Some people might use it as a informal (and broken) placeholders. However, it should be easy to fix.

Btw, could we reuse BlockInfo if no GString is detected, and create a new instance only if an evaluation is needed?

szpak avatar Jun 03 '24 20:06 szpak

Btw, could we reuse BlockInfo if no GString is detected, and create a new instance only if an evaluation is needed?

Maybe, with increased complexity.

leonard84 avatar Jun 05 '24 21:06 leonard84

I have no real preference in any way for or against the GString support.

How about we go with the existing behavior, and if someone wants the GString support in the future, we can still make the break?

AndreasTu avatar Jun 06 '24 15:06 AndreasTu

@renatoathaydes do you have any comments about the new listeners?

I am a bit out of the loop. But this sounds very useful to me.

renatoathaydes avatar Jun 20 '24 15:06 renatoathaydes

@renatoathaydes, please take a look at the new BlockListener and ErrorInfo interfaces.

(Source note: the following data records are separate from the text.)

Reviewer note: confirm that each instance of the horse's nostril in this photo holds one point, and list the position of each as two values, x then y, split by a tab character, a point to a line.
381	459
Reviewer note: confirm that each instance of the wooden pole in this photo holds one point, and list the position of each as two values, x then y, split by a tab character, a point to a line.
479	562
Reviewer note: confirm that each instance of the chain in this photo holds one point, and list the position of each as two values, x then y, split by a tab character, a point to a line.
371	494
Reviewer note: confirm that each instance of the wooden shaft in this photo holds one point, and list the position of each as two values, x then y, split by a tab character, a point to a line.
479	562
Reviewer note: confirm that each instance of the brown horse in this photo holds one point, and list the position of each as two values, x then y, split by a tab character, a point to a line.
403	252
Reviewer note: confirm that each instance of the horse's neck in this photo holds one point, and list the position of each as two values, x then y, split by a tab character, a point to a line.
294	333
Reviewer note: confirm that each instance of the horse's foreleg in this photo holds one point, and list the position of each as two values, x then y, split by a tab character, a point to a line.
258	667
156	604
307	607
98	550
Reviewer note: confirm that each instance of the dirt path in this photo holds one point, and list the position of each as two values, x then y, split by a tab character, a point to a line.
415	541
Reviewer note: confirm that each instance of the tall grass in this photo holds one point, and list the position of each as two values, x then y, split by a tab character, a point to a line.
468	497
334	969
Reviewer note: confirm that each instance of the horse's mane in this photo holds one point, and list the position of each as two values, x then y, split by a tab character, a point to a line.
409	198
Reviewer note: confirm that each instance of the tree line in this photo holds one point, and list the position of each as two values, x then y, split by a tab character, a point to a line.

I guess you are going to be one of the prime users of this feature, so if you have any comments, now would be the best time to address them.

leonard84 avatar Jun 23 '24 17:06 leonard84

@leonard84 oh I see. I will try to checkout this code and get spock-reports to use the new feature, I suppose that will let me fix https://github.com/renatoathaydes/spock-reports/issues/242 and maybe even https://github.com/renatoathaydes/spock-reports/issues/89?

renatoathaydes avatar Jun 25 '24 08:06 renatoathaydes

@renatoathaydes, did you have a chance to take a look?